Marroquinos procuram fazer história

À semelhança do primeiro jogo de ontem, o primeiro jogo de hoje teve direito a prolongamento e penaltis. Se no de ontem houve emoção até ao fim, neste, o jogo foi equilibrado, mas esta Espanha teima em tornar o jogo enfadonho.

Apesar desse controlo de bola, as coisas não fluíram bem à equipa de Luis Henrique. Maus passes e bastantes recuperações da equipa marroquina fizeram a vida negra aos espanhóis. Marrocos fez um jogo intenso, rápido nas alas, e a trocar bem a bola no setor mediano. Foram deles as principais ocasiões de golo, com Unai Simón a ser o melhor espanhol em campo, a defender o que podia.
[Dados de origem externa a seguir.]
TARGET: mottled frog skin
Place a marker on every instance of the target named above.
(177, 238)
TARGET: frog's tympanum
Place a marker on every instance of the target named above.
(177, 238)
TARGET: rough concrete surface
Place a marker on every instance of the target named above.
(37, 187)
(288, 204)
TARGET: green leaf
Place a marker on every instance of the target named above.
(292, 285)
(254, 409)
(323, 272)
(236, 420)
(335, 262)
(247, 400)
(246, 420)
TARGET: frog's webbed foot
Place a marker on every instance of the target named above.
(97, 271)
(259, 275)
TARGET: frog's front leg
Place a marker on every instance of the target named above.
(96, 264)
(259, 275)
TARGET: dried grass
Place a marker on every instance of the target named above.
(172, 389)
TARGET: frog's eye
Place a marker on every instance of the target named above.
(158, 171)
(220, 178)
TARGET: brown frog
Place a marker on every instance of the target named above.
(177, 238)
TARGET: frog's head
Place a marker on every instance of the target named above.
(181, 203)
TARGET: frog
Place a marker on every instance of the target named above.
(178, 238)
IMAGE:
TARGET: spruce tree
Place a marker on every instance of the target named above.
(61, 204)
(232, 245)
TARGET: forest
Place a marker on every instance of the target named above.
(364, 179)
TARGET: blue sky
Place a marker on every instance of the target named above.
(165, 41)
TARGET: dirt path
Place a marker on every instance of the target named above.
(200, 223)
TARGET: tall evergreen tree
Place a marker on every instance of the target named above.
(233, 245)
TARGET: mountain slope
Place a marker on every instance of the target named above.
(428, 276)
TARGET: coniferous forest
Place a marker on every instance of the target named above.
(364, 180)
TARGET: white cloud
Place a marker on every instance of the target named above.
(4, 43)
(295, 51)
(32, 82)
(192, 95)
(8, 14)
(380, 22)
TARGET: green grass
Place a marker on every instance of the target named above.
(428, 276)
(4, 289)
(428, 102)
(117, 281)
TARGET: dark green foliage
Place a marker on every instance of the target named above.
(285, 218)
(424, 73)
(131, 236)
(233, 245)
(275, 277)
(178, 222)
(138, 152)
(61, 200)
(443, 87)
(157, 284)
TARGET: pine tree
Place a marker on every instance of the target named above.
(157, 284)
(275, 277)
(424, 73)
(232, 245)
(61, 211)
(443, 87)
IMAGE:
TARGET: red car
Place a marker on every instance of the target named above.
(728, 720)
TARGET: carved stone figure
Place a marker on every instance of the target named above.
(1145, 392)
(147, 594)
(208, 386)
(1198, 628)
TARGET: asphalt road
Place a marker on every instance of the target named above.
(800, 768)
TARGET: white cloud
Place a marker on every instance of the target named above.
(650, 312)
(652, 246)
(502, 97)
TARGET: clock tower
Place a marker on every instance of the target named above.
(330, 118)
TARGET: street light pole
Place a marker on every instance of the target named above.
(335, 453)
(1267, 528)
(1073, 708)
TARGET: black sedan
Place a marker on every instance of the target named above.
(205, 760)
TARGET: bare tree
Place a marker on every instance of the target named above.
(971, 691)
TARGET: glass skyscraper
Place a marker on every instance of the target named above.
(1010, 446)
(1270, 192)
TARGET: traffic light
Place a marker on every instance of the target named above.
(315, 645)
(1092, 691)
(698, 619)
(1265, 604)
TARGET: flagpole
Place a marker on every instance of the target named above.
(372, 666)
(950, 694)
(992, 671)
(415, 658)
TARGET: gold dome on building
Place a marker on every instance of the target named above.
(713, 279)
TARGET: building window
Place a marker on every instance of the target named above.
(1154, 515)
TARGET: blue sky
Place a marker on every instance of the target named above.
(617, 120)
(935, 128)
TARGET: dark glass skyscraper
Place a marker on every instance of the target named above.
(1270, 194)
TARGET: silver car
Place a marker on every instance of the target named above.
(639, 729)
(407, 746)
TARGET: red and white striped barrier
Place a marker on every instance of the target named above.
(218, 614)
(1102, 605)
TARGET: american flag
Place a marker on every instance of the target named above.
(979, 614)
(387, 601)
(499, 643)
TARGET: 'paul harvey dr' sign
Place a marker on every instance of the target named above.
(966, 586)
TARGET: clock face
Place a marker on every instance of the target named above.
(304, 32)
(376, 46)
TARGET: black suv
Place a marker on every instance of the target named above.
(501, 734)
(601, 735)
O jogo seguiu para um inevitável prolongamento, já com olhos postos nas grandes penalidades. Nulo ao fim de 120 minutos, era a vez dos guarda-redes mostrarem todo o seu potencial. À semelhança do jogo de ontem, hoje houve uma equipa que falhou três penaltis… a Espanha. Uma ao poste e duas defesas do guarda-redes e, por fim, Hakimi, com toda a tranquilidade selou o apuramento histórico de Marrocos, que também tinha vencido a Bélgica na fase de grupos. Segue-se Portugal.

Um pistoleiro a furar a tablete de chocolate

Havia expectativa para este Portugal x Suíça. Considerada superior, Portugal tem tido um histórico de complicar o que não costuma ser complicado, e não deixa os portugueses embandeirarem em arco.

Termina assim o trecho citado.